His trial was also televised, after an infamous low-speed car chase in Simpson’s white Ford Bronco was broadcast across the country.
Oakes successfully persuaded the judge to allow live coverage of the trial, creating 24-hour coverage for nearly a year.
Jurors, sequestered for more than eight months, found Simpson not guilty after less than four hours of deliberations.
About 95 million people watched the Bronco Chase and 150 million, nearly half the U.S. population, watched the trials at the time, according to Forbes.
Ratings data for the 1979 Florida murder trial of Ted Bundy was not readily available, but it was one of the first to be televised nationally in the United States.
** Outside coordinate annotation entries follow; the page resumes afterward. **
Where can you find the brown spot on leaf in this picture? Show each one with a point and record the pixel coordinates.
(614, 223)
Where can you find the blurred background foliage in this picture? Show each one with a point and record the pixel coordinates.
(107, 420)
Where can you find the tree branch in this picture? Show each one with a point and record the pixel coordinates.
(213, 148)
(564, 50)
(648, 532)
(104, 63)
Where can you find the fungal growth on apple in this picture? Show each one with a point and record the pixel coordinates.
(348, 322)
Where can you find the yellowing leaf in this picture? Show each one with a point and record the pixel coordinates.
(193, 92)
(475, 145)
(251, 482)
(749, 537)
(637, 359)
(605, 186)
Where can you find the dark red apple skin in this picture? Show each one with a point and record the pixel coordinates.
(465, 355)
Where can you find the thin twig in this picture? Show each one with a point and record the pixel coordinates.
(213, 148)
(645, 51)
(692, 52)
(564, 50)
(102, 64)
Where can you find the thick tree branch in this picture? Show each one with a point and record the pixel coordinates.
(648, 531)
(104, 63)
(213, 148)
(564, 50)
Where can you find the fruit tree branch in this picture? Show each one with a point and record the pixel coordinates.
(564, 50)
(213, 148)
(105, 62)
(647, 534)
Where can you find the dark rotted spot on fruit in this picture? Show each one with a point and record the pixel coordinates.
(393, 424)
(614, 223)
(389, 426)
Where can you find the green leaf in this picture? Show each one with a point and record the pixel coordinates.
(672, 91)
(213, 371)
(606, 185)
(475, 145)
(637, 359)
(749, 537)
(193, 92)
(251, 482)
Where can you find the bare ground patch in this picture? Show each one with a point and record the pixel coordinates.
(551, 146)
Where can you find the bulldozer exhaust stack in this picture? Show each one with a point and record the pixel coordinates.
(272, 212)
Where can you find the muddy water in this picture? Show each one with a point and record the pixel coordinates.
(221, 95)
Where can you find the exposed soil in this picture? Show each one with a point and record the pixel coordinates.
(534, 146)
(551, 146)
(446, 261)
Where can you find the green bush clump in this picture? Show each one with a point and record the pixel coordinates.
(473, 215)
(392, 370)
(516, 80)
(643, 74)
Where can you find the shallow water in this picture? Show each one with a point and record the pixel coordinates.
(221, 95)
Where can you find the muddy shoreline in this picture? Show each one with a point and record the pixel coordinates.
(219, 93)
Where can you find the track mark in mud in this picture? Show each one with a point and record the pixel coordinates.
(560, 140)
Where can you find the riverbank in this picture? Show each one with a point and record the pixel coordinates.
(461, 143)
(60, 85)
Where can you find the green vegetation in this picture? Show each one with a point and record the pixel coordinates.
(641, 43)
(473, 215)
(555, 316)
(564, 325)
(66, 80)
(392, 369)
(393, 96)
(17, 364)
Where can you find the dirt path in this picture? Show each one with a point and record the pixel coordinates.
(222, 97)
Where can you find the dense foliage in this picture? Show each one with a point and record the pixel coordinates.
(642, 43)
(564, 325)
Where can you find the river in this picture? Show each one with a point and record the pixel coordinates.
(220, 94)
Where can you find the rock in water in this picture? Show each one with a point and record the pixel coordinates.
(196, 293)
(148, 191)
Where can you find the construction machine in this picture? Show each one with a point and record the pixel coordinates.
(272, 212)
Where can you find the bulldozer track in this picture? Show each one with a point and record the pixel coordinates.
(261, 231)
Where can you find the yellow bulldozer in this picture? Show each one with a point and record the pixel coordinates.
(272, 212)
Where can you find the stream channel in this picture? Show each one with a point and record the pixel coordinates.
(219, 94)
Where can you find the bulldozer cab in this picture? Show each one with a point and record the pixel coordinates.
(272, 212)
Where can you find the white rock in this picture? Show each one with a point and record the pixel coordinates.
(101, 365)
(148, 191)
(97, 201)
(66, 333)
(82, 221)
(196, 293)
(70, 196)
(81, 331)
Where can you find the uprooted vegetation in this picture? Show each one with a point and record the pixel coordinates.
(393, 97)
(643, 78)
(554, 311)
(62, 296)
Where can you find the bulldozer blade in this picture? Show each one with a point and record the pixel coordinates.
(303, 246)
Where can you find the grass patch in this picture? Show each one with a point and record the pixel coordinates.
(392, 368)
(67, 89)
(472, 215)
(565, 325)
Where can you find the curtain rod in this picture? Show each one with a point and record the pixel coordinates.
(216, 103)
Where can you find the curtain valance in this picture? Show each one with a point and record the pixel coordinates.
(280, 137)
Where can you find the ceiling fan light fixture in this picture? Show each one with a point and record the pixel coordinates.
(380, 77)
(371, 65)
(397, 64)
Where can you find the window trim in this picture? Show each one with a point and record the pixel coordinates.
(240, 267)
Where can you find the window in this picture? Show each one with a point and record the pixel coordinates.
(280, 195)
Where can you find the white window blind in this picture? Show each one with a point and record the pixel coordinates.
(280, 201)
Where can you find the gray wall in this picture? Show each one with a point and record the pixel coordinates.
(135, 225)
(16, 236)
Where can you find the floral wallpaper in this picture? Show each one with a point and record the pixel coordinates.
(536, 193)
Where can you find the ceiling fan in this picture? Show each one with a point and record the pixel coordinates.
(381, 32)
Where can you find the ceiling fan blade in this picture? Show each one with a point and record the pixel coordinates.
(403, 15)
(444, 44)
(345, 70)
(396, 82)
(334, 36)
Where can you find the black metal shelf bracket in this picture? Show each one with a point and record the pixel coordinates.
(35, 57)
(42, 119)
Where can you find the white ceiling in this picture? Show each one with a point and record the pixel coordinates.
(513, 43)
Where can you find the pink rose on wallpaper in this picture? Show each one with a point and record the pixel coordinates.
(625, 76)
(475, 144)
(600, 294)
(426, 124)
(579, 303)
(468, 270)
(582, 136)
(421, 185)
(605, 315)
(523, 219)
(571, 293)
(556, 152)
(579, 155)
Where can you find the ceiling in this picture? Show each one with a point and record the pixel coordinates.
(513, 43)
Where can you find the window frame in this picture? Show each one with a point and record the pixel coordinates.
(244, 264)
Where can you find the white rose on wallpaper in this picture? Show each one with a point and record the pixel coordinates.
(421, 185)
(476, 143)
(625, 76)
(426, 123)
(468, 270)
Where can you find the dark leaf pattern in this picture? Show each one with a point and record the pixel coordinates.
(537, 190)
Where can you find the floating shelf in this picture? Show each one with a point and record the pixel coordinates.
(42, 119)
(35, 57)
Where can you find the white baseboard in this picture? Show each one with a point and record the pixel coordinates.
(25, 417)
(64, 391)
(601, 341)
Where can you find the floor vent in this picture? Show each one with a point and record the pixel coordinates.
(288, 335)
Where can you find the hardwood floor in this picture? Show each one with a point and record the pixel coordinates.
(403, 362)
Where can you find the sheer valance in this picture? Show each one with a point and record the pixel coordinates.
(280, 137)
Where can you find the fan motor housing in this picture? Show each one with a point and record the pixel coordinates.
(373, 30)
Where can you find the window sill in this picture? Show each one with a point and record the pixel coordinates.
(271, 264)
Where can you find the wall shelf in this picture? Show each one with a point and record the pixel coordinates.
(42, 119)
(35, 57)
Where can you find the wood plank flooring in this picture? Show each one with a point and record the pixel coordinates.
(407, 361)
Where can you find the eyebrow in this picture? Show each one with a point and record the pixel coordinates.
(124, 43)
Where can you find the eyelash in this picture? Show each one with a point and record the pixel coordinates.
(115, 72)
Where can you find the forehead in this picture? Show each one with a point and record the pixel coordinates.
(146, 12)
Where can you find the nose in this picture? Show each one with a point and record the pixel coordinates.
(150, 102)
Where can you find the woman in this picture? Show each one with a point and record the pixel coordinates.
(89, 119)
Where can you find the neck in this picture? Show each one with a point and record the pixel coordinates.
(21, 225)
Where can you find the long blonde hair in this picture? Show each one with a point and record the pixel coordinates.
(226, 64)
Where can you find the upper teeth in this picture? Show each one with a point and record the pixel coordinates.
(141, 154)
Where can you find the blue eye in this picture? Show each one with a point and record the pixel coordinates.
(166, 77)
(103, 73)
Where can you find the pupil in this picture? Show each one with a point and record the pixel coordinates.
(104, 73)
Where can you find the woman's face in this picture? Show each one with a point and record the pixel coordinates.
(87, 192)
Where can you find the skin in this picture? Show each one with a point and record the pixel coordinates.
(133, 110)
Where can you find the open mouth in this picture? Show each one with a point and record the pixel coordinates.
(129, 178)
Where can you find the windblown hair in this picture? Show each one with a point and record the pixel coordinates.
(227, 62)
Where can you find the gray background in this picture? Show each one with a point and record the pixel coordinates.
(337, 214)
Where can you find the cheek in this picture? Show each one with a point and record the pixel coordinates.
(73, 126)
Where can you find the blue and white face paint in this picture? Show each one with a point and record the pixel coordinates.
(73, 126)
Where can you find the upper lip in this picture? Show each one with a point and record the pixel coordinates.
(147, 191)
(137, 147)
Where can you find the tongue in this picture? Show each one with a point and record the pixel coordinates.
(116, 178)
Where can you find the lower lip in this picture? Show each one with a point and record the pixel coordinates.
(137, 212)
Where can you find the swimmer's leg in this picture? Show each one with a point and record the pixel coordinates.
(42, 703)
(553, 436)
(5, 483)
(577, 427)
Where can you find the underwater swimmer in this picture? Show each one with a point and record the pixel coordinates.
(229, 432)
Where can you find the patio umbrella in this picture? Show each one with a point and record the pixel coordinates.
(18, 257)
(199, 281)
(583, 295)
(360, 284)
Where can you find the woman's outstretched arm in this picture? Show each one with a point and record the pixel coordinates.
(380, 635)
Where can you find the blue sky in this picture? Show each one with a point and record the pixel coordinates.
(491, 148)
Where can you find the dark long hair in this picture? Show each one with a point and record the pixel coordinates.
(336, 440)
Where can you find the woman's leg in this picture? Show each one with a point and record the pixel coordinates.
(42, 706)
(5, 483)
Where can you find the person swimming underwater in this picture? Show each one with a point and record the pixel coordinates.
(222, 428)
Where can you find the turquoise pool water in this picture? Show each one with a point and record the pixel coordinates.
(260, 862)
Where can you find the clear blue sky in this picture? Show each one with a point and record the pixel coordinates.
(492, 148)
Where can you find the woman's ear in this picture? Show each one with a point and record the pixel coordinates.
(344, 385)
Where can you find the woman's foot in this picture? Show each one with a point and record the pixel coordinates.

Those who tuned in got an early dose of reality TV. According to Rolling Stone, during the penalty phase, he legally married his ex-girlfriend Carol Ann Boone in court.
Bundy, whose crimes are against members of the Chi Omega sorority at Florida State University have been compared Kohberger, of the University of Idaho, is accused of killing dozens of women before executing them in the electric chair in Florida.
According to The Associated Press, jurors deliberated for less than seven hours in 1979 before convicting him in the FSU case. He ended his appeal a decade later and stayed to cool.
Casey Anthony was acquitted of manslaughter and other charges in the 2011 death of her 2-year-old daughter, Kelly, after a highly publicized trial that lasted more than a month. Jurors, however, found him guilty of a lesser charge of lying to law enforcement.
His defense team told jurors the child accidentally drowned in the family pool. But the little girl’s remains were found five months after she was last seen alive in the woods near Anthony’s home.
Prosecutors argued that Anthony suffocated her child. But investigators never found a cause of death.
According to The Hollywood Reporter, HLN drew 4.6 million viewers for Anthony’s verdict, and Deadline reports that the premiere of a documentary on the case set a ratings record for Investigation Discovery in 2017.
Alex Murdoff, a 55-year-old South Carolina lawyer from a wealthy and influential family, was convicted in June 2021 of the brutal shooting deaths of his wife and sons Maggie and Paul near a dog kennel on the family estate.
He was sentenced to two consecutive life sentences in March.
Murdoff’s lawyers filed an appeal last week alleging jury tampering on behalf of the court clerk.
Murdoff’s trial saw a 600% jump in Court TV viewership to 4.8 million watchers as the jurors handed down their verdicts, NextTV reported. It was the network’s second most-watched trial after the Johnny Depp and Amber Heard civil case.
“They’re all different because they all have outside influences,” said New Jersey defense attorney David Gelman. “OJ Simpson, it had a racial element; Casey Anthony, it was just a complete circus, if you will; the others, where you have Alex Murdoff and Ted Bundy, the evidence was so overwhelming, I think the jury saw that.”
Gelman, who said he has tried cases as a prosecutor and defense attorney Cameras in court, said he believes the public has a right to have cameras in court and suggested they could benefit both sides. But it ultimately depends on the judge.
But he also said it was becoming increasingly difficult to separate jurors during trials.
“On TV or even when the TV is off“Judges are supposed to be segregated,” he said. “I don’t know how judges can instruct jurors to spend more time saying don’t watch the news, don’t talk to anybody, because it’s almost impossible for a person, if they’re on their cellphone, outside. Not getting some sort of information from the trial from the source.”
A hearing on the motion to remove the cameras in Kohberger’s case is scheduled for 2 pm PT.